Imagine a large, convoluted table that was produced by the joining of multiple other tables. After joining everything together, more rows were produced than expected! We need to group everything together by the primary key (the one we thought would keep everything straight and guide us through the join operations) and find out which columns prevented the joins from working as expected. This is a very simple, small example:
bigtable <- tibble(
id = c(1, 1, 2, 3, 3, 3),
val1 = c(12, 12, 13, 14, 15, 15),
val2 = c("orange", "orange", "carrot", "grape", "grape", "grape"),
val3 = c("a", "b", "c", "f", "g", "d")
)
bigtable
## # A tibble: 6 × 4
## id val1 val2 val3
## <dbl> <dbl> <chr> <chr>
## 1 1 12 orange a
## 2 1 12 orange b
## 3 2 13 carrot c
## 4 3 14 grape f
## 5 3 15 grape g
## 6 3 15 grape d
And we want to figure out what sets apart the unique rows. So that seems easy, just keep only the columns where the values differ within each ID group! In reality, this problem was presented by a much, much larger table.
So this was my first pass - filtering by n() > 1
keeps only multirow groups, which are the problem ones that we are
interested in.
bigtable %>%
group_by(id) %>%
filter( n() > 1 ) %>%
group_modify(function(dat, key) {
dat %>%
select(!where(~ is_equal(.x)))
})
## Error in is_equal(.x): could not find function "is_equal"
And I was surprised! Purrr has functions like is_atomic
, is_integer, is_list,
is_logical, even is_formula! But no
is_equal.
So I did some digging for base R functions, and the closest thing I
found that I thought I could use was combn - since we are
just looking for simple comparisons, I figured that would at least give
me the possible combinations of any vector. I was a little surprised
that combn doesn’t duplicate values (i.e. no replacement),
but at least for our purposes that’s actually more efficient.
combn(c(1, 2, 3), m = 2, simplify = FALSE)
## [[1]]
## [1] 1 2
##
## [[2]]
## [1] 1 3
##
## [[3]]
## [1] 2 3
And you can see how we could easily turn this into the rest of the function:
combn_equal <- function(vec) {
vec %>%
combn(m = 2, simplify = FALSE) %>%
map_lgl(function(pair) pair[1] == pair[2]) %>%
all
}
combn_equal(c(1, 2, 3))
## [1] FALSE
Once we throw in some NA values obviously there would
need to be some control flow depending on how you interpret
NA == val, which we’ll deal with later.
This wasn’t particularly hard to come up with, but I was (and am)

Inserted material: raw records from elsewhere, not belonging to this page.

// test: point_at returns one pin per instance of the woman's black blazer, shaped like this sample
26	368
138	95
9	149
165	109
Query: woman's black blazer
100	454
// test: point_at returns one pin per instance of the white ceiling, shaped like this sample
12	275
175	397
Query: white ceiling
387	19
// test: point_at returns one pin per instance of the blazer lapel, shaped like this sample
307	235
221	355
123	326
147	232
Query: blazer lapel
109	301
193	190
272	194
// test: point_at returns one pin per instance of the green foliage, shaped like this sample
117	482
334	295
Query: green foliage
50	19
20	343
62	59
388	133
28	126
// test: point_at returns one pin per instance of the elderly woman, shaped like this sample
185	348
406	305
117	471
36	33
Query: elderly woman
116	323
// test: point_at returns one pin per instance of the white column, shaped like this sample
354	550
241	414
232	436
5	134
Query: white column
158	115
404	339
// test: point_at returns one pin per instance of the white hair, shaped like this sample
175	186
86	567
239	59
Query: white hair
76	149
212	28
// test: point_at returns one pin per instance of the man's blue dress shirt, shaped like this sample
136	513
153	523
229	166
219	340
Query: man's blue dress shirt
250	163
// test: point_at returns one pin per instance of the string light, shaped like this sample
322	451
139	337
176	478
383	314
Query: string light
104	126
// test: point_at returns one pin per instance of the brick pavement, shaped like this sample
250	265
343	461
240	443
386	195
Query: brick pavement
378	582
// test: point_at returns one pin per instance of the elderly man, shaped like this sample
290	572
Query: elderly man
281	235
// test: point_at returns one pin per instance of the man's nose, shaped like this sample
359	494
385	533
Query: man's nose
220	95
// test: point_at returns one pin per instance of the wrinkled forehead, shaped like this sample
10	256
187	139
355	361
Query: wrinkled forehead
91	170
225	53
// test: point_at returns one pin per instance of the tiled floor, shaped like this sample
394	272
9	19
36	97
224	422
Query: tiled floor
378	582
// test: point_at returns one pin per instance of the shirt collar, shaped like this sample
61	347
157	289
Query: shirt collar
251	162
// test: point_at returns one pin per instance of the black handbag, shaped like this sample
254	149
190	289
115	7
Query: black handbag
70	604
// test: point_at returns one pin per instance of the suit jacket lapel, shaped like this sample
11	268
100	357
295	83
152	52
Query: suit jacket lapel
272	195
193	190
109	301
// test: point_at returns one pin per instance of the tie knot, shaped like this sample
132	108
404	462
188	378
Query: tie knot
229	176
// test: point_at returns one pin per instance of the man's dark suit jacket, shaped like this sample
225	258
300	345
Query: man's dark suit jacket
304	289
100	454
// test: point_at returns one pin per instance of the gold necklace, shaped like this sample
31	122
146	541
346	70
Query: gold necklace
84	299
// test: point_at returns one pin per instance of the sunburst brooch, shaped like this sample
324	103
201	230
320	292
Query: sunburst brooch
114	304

surprised that this functionality isn’t included with the extremely
comprehensive purrr or dplyr package.
Let’s get rid of the combn that we’re hanging onto and
just do the work ourselves.
We can see that all we need to do is produce a n * n
matrix and avoid repeating ourselves as combn so generously
does for us.
make_pairs <- function(vec) {
results <- list()
index <- 1
for (i in seq(1, length(vec))) {
for (j in seq(i, length(vec))) {
results[[index]] <- c(vec[i], vec[j])
index <- index + 1
}
}
}
But obviously this has repeats (i == i) that we know
would return TRUE, so we can offset things by one to skip
over those.
make_pairs <- function(vec) {
results <- list()
index <- 1
for (i in seq(1, length(vec)-1)) {
for (j in seq(i+1, length(vec))) {
results[[index]] <- c(vec[i], vec[j])
index <- index + 1
}
}
print(results)
}
make_pairs(c("a", "b", "c"))
## [[1]]
## [1] "a" "b"
##
## [[2]]
## [1] "a" "c"
##
## [[3]]
## [1] "b" "c"
So now that we have our combn function set up, we can
set in short circuiting comparisons to save some time - once one
comparison fails, we know we can return FALSE for the whole
set.
We also need to add some checks for NA, and for
length-one (or nonexistent) inputs. In this instance (in my opinion),
partial missing values should return FALSE, although in
tidyverse-style I’m sure someone could add in an argument for how to
NA.
If this looks sloppy (it is), see the bonus section below for a more elegant, functional solution.
is_equal <- function(vec) {
if ( length(vec) <= 1 | all(is.na(vec)) ) return(TRUE)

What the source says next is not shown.